Kritiker wie O’Neal aber bemängeln dagegen fehlenden Killerinstinkt, der unbedingte Siegeswille ginge ihm ab, er würde sein ungeheures Potenzial nicht voll ausschöpfen. Mindestens über die gesamte letzte Spielzeit ging das Wirrwarr um die künftige Arbeitsstelle des 2,11-Meter-Manns. Mal schien er zu den Brooklyn Nets zu tendieren, dann wieder waren gar die Dallas Mavericks um Dirk Nowitzki im Gespräch.

Howards Vertrag wäre im nächsten Jahr ausgelaufen, die Magic waren so unter Zugzwang, um wenigstens eine Gegenleistung beim Abgang des Centers zu erhalten. Howard tat wenig bis gar nichts dazu, den Medienhype von Orlando fernzuhalten. Stattdessen erinnern sich nicht nur Fans seines Ex-Teams in Florida an ein nicht enden wollendes Rumgeeiere, das letztlich in Auseinandersetzungen mit Trainer Stan van Gundy gipfelte.

Howard soll als Bedingung für seinen Verbleib bei den Magic die Entlassung des nicht unerfolgreichen Basketball-Lehrers gefordert haben. Dem Management warf er vor, wenig konkurrenzfähige Teams zusammenzustellen – er wolle endlich für einen Titelkandidaten auf dem Parkett stehen, mit Orlando gab es lediglich eine Finalteilnahme 2009. Dann setzte den Teamkapitän auch noch eine Rückenverletzung außer Gefecht.

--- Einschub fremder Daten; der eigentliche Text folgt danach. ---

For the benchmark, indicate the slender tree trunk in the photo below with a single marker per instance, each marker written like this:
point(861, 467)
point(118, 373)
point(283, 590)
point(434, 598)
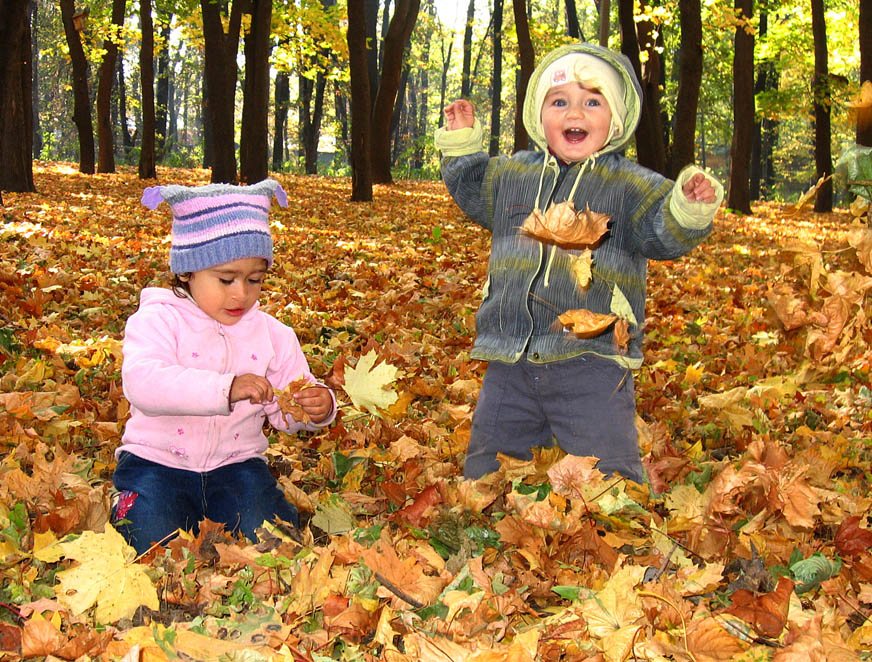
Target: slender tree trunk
point(527, 61)
point(864, 116)
point(739, 194)
point(147, 167)
point(361, 106)
point(81, 98)
point(16, 78)
point(34, 85)
point(573, 29)
point(497, 80)
point(105, 137)
point(254, 138)
point(399, 31)
point(280, 121)
point(689, 82)
point(467, 50)
point(823, 156)
point(220, 55)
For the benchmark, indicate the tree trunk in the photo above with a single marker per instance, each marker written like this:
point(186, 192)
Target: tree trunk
point(573, 29)
point(34, 85)
point(739, 194)
point(16, 115)
point(497, 80)
point(105, 138)
point(650, 148)
point(162, 99)
point(465, 84)
point(527, 61)
point(81, 98)
point(254, 138)
point(280, 122)
point(823, 156)
point(399, 31)
point(147, 168)
point(683, 151)
point(864, 116)
point(361, 107)
point(220, 65)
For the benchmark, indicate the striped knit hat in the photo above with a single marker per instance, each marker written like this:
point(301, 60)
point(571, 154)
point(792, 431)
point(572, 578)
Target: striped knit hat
point(217, 223)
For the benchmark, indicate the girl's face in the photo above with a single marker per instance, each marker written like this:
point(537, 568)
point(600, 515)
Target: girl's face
point(576, 121)
point(227, 291)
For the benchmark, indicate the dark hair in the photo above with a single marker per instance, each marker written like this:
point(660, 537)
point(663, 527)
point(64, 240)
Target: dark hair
point(181, 288)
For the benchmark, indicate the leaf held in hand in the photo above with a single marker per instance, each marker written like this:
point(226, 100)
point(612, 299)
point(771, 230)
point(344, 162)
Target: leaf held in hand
point(586, 323)
point(564, 226)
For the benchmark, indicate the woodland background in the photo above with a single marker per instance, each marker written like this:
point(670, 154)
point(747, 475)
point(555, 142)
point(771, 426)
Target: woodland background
point(752, 539)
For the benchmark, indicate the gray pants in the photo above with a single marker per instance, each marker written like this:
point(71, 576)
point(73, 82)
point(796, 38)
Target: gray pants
point(586, 403)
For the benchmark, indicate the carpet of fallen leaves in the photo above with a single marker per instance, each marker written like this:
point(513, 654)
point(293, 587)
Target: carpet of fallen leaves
point(752, 540)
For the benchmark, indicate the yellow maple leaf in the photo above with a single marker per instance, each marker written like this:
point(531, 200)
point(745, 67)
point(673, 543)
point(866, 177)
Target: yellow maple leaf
point(106, 575)
point(365, 384)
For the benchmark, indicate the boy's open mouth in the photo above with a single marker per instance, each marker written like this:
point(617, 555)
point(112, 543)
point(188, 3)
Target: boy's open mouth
point(575, 135)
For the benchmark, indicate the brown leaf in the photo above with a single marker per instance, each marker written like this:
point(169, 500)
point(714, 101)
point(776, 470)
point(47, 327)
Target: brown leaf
point(586, 323)
point(564, 226)
point(767, 613)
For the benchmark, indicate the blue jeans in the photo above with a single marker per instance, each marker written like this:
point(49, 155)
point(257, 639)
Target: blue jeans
point(156, 500)
point(587, 403)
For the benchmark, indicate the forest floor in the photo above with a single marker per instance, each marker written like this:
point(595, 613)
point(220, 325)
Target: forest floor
point(751, 541)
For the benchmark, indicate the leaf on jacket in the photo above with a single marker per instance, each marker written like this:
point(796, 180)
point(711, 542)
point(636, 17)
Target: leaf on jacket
point(561, 224)
point(288, 405)
point(586, 323)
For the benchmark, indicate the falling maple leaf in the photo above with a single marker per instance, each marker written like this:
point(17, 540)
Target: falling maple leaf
point(561, 224)
point(366, 384)
point(106, 576)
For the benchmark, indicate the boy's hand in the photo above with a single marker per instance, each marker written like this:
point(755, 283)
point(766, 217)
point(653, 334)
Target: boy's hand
point(699, 189)
point(316, 402)
point(254, 388)
point(459, 115)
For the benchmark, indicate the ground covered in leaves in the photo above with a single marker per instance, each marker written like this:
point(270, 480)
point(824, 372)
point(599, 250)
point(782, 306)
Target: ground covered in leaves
point(750, 542)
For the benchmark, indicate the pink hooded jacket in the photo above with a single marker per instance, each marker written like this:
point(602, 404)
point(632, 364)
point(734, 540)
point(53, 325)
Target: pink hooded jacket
point(178, 367)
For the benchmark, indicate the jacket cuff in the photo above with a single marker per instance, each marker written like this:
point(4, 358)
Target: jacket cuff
point(459, 142)
point(690, 214)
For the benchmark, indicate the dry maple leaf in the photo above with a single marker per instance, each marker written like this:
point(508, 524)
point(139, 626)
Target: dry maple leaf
point(288, 405)
point(564, 226)
point(586, 323)
point(767, 613)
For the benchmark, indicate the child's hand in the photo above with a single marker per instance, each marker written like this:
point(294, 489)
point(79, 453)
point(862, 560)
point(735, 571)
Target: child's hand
point(254, 388)
point(316, 402)
point(699, 189)
point(459, 115)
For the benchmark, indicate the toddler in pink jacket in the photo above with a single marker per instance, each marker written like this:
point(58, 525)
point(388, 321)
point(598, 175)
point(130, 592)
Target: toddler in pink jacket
point(200, 365)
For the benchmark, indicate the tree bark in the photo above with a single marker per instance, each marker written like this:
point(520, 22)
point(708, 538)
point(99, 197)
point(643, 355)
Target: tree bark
point(105, 137)
point(864, 116)
point(399, 31)
point(16, 120)
point(361, 107)
point(220, 68)
point(527, 61)
point(147, 168)
point(739, 194)
point(690, 79)
point(823, 156)
point(81, 98)
point(254, 137)
point(497, 80)
point(280, 117)
point(465, 85)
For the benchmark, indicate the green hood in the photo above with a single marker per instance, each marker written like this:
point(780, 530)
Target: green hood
point(632, 93)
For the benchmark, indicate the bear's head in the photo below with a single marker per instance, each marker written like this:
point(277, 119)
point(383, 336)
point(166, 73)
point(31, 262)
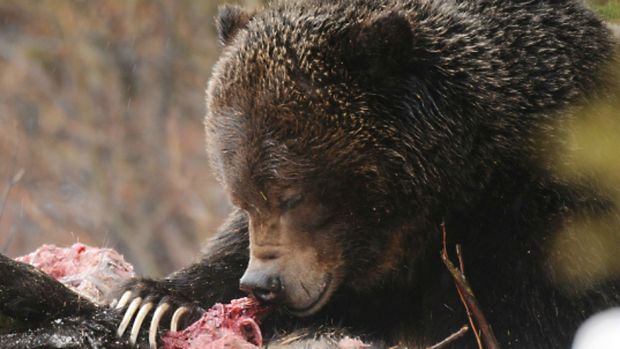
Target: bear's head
point(319, 127)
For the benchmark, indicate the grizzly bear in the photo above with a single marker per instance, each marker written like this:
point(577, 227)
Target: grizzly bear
point(346, 132)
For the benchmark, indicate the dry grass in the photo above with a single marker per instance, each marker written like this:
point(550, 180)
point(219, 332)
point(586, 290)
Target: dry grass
point(101, 104)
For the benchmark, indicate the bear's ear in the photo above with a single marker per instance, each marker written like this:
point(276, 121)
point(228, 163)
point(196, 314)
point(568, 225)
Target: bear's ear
point(383, 44)
point(230, 19)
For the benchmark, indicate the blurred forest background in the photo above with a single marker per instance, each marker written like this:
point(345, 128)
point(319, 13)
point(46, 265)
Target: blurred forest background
point(101, 137)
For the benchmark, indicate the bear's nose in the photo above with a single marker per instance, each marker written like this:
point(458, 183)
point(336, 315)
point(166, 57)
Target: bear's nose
point(264, 287)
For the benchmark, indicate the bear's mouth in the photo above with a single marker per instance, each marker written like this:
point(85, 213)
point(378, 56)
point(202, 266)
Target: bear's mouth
point(318, 303)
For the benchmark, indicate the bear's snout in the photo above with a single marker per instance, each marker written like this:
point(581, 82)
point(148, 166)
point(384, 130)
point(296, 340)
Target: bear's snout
point(264, 286)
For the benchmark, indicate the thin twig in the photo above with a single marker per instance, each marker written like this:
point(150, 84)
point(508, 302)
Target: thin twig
point(456, 335)
point(469, 299)
point(5, 195)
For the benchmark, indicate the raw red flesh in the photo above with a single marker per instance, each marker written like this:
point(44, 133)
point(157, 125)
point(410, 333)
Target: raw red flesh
point(233, 325)
point(90, 271)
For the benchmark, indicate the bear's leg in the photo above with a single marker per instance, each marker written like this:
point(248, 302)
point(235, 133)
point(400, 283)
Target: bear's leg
point(180, 296)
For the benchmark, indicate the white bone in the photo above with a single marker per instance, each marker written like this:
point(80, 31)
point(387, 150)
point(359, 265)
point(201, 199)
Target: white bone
point(174, 323)
point(135, 329)
point(133, 306)
point(159, 313)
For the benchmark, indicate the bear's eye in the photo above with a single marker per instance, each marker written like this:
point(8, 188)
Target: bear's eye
point(291, 202)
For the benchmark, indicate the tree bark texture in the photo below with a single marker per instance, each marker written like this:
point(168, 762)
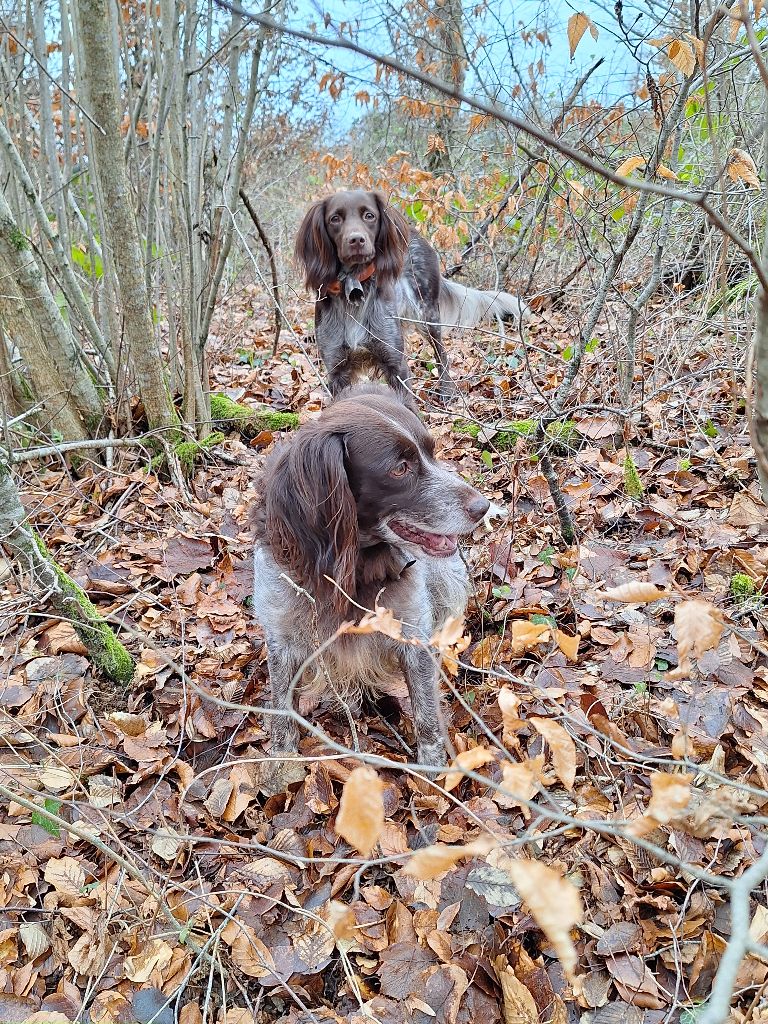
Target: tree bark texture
point(99, 84)
point(56, 368)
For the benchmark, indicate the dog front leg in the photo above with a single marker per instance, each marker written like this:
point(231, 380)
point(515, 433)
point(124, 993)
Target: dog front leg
point(421, 675)
point(282, 769)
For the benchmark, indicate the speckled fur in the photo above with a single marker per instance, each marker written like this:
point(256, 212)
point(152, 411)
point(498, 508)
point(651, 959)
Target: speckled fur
point(296, 609)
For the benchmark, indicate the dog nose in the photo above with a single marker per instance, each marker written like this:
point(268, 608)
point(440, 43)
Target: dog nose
point(477, 507)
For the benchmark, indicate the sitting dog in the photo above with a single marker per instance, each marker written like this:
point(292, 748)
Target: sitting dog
point(355, 511)
point(369, 268)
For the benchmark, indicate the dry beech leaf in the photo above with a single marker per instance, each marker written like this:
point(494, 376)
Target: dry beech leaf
point(56, 777)
point(340, 919)
point(578, 25)
point(740, 167)
point(562, 748)
point(167, 843)
point(567, 644)
point(519, 1005)
point(630, 164)
point(521, 782)
point(555, 905)
point(682, 56)
point(34, 938)
point(360, 816)
point(250, 953)
point(129, 725)
point(670, 797)
point(634, 593)
point(157, 954)
point(466, 761)
point(665, 172)
point(698, 627)
point(526, 635)
point(452, 641)
point(66, 875)
point(379, 621)
point(434, 860)
point(698, 47)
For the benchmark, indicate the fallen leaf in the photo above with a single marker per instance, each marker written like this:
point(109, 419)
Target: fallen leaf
point(154, 956)
point(698, 627)
point(250, 954)
point(379, 621)
point(740, 167)
point(578, 25)
point(437, 859)
point(562, 748)
point(634, 593)
point(464, 762)
point(555, 904)
point(519, 1005)
point(66, 875)
point(567, 644)
point(360, 816)
point(520, 782)
point(630, 165)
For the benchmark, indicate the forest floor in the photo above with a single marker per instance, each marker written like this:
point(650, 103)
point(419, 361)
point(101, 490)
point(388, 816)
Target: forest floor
point(193, 854)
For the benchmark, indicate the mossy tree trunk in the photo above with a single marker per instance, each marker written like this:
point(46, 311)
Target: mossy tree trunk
point(98, 83)
point(55, 364)
point(67, 598)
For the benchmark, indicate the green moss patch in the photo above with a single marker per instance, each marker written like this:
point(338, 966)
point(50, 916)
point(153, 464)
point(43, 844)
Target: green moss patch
point(561, 433)
point(104, 649)
point(741, 588)
point(249, 422)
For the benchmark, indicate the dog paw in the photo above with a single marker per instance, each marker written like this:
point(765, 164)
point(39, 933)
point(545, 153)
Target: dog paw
point(282, 771)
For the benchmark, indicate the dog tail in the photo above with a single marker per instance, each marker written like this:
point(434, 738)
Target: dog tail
point(462, 306)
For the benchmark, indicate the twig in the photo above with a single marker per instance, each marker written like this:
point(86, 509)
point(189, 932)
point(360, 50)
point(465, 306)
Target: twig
point(272, 265)
point(718, 1006)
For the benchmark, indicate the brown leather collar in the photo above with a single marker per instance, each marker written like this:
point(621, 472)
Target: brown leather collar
point(368, 271)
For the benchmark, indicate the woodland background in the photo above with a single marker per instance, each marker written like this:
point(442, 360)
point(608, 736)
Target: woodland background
point(599, 851)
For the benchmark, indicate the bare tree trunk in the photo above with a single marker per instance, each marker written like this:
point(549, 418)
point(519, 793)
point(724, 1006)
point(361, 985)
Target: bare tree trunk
point(57, 416)
point(74, 291)
point(99, 83)
point(46, 322)
point(759, 418)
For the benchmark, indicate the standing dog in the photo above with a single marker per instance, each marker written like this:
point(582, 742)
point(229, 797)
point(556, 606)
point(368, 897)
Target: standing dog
point(356, 512)
point(369, 268)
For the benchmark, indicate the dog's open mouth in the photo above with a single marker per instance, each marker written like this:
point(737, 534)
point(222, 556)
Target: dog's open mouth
point(440, 545)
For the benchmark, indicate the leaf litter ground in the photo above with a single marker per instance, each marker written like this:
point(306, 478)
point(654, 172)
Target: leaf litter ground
point(624, 712)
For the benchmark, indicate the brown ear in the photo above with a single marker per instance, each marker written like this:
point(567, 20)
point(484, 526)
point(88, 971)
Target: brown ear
point(311, 517)
point(315, 252)
point(391, 242)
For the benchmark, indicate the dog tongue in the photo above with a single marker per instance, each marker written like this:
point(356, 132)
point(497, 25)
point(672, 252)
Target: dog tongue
point(433, 544)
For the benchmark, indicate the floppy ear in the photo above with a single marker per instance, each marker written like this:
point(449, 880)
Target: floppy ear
point(311, 517)
point(391, 242)
point(315, 252)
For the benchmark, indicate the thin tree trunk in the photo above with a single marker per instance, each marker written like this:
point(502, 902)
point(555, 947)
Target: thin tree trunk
point(22, 268)
point(99, 81)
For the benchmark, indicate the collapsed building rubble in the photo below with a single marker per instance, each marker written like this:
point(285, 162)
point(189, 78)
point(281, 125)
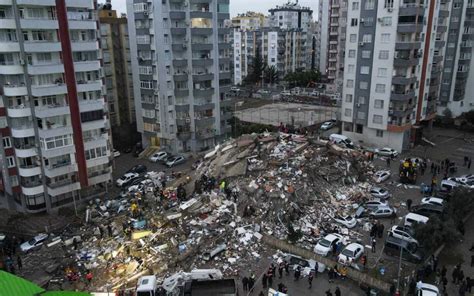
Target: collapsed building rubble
point(256, 184)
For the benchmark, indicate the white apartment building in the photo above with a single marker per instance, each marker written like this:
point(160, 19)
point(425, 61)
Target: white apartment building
point(457, 88)
point(55, 148)
point(390, 74)
point(181, 57)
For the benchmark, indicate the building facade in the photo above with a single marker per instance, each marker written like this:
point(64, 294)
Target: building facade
point(388, 92)
point(457, 84)
point(54, 127)
point(283, 49)
point(181, 61)
point(117, 68)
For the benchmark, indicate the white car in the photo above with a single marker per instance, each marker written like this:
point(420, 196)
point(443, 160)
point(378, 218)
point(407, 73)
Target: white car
point(423, 289)
point(34, 242)
point(348, 221)
point(327, 125)
point(433, 201)
point(351, 253)
point(325, 245)
point(386, 151)
point(158, 156)
point(378, 192)
point(374, 204)
point(126, 178)
point(381, 176)
point(402, 232)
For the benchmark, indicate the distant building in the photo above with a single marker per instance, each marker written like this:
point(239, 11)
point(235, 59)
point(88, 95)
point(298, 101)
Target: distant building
point(117, 68)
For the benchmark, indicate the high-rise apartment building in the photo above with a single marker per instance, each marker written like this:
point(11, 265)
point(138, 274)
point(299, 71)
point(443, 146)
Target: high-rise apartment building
point(55, 147)
point(181, 59)
point(117, 69)
point(457, 84)
point(281, 48)
point(390, 72)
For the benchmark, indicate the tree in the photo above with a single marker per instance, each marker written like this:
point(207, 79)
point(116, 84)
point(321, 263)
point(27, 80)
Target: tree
point(271, 75)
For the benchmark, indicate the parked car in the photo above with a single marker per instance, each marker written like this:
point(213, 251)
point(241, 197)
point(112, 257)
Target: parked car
point(351, 252)
point(327, 125)
point(378, 192)
point(138, 169)
point(423, 289)
point(34, 242)
point(348, 221)
point(409, 250)
point(382, 176)
point(158, 156)
point(389, 152)
point(175, 161)
point(325, 245)
point(374, 204)
point(116, 153)
point(433, 201)
point(402, 232)
point(122, 181)
point(383, 212)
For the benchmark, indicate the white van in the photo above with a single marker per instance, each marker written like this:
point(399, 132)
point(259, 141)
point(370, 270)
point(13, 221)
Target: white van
point(412, 218)
point(341, 139)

Die Saison war für Orlando damit gelaufen, van Gundy verlor dann doch noch seinen Job – und Howard war vom geliebten Sonnenschein-Vorzeigespieler zum schwierigen, selbstsüchtigen Problemfall mutiert. Nicht nur in den Augen der Fans, auch einiger Experten. Erst die Macken, dann die Wechselabsichten, und nun auch noch ausgerechnet zu den pompösen Lakers.

Über-Team

Dort soll er zusammen mit Bryant, Flügelspieler Pau Gasol und dem ebenfalls neu verpflichteten Steve Nash ein Über-Team bilden, das auf dem Papier ein Top-Titelkandidat ist. Bryant hat schon Pläne für seinen neuen, hochkarätigen Mannschaftskollegen: „Dwight muss auf dem Platz einfach auch mal ein Arschloch sein, so wie andere große Spieler auch“, empfiehlt der 34-Jährige und führt sich selbst gleich mal als Beispiel an.

„Hier in Los Angeles kann ich endlich wieder ganz ich selbst sein“, sagt Howard. Sein größter Kritiker könnte ihm beim Einleben unterstützen: Auch Shaquille O’Neal wechselte einst aus Orlando nach Hollywood, gewann mit den Lakers drei Meisterschaften. Ein Gespräch zwischen den beiden scheint momentan aber eher unwahrscheinlich.